Smashing Interviews Magazine: You grew up in Iowa and played in your high school marching band, so tell me how you decided that acting would be the career for you.
Michael Emerson: I was always a small kid with a funny voice with kind of an odd look. So sports were never going to be a thing for me. I looked around to see what would be most fun, and I ended up doing plays in high school. When it came time to go to college, my parents had never been to college, so they didn’t think anything of what I chose as a major. I said, “Theatre.” They said, “Okay. Sounds good.” Fortunately, I didn’t have family members telling me that I needed to be practical.
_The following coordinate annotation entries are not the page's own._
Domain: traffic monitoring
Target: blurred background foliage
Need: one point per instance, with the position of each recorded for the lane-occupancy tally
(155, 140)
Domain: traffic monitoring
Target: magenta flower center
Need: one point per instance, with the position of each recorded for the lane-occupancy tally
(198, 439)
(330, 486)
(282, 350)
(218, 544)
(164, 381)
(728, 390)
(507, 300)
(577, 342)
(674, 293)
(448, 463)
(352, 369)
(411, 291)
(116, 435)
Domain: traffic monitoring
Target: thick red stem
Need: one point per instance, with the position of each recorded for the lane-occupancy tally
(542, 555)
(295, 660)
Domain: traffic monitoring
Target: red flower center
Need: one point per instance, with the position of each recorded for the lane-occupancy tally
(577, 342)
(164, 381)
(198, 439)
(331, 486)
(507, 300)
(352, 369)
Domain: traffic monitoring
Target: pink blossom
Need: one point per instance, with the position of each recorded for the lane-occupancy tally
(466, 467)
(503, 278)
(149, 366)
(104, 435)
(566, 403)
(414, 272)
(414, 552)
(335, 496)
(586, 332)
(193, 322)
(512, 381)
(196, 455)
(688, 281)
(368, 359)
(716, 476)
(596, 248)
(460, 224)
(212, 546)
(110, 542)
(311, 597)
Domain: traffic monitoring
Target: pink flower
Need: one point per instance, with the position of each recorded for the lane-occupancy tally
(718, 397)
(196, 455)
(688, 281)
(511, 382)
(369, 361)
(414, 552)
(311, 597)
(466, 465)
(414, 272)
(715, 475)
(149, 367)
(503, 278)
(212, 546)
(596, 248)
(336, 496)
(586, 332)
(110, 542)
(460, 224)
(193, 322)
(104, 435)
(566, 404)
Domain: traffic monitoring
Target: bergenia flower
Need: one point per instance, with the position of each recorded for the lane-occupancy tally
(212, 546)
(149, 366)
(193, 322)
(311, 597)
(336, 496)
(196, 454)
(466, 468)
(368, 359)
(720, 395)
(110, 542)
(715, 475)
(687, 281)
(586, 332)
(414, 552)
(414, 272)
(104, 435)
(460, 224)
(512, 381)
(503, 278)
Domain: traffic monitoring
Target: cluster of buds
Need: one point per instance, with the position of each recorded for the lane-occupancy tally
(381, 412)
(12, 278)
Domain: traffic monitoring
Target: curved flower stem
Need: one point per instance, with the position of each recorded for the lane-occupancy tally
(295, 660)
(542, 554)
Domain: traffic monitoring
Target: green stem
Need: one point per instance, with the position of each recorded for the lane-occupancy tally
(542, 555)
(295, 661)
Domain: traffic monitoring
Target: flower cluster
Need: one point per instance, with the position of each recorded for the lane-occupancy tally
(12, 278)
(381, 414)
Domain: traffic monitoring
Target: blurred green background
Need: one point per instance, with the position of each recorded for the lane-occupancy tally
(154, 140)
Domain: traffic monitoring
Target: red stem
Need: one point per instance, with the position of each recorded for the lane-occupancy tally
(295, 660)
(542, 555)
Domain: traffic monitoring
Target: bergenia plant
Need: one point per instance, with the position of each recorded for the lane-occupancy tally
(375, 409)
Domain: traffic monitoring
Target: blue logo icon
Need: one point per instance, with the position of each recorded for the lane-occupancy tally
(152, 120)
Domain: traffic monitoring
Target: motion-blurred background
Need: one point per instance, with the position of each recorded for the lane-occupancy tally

Smashing Interviews Magazine: I know that you attended college in Alabama. We’re from Montgomery and living in Birmingham now.
Michael Emerson: Yes. I took my graduate degree at Alabama Shakespeare Festival in Montgomery.
Smashing Interviews Magazine: And that’s where you met your wife.
Michael Emerson: I sure did. Our first stay-over date was in Birmingham. We drove up there one Sunday night, stayed in a hotel and went to a movie (laughs).
Smashing Interviews Magazine: Was it love at first sight for you and Carrie?
Michael Emerson: I think it was. She had been talked about to me. I had known her older brother for years, and when he said his little sister was coming down to do the play we were doing, I thought, “Oh, well, I must go out of my way to be hospitable to her and make her feel welcome.” Then I liked her. I liked how she looked, and I particularly liked the sound of her voice. So I started following her around trying to make myself useful (laughs).
Smashing Interviews Magazine: (laughs) It appears that it worked. Do you still have fans that want to talk about Lost?
Michael Emerson: Oh, yeah. Lost never goes away because with each passing year, some kids grow up to the age when they can watch it. So there are people just now who are experiencing Lost, streaming it, you know. It’s always fun, although my memory of it is growing a little more faint. I really should go back and watch the series again, but it’s such a time commitment.
Smashing Interviews Magazine: Michael, do you have any other projects coming up?
Michael Emerson: I’ve reached that age where I’m not that interested in being super busy. I’m doing the voice of a villain in a superhero animated series. It’s a Superman thing. They write a new episode every month or so, and I’ll maybe have a couple of hours of vocal work to do on it. Other than that, we got a little place in the country upstate. It’s one of those ramshackle country houses that needs a lot of attention, so we have a long to-do list upstate. But it’s pleasant.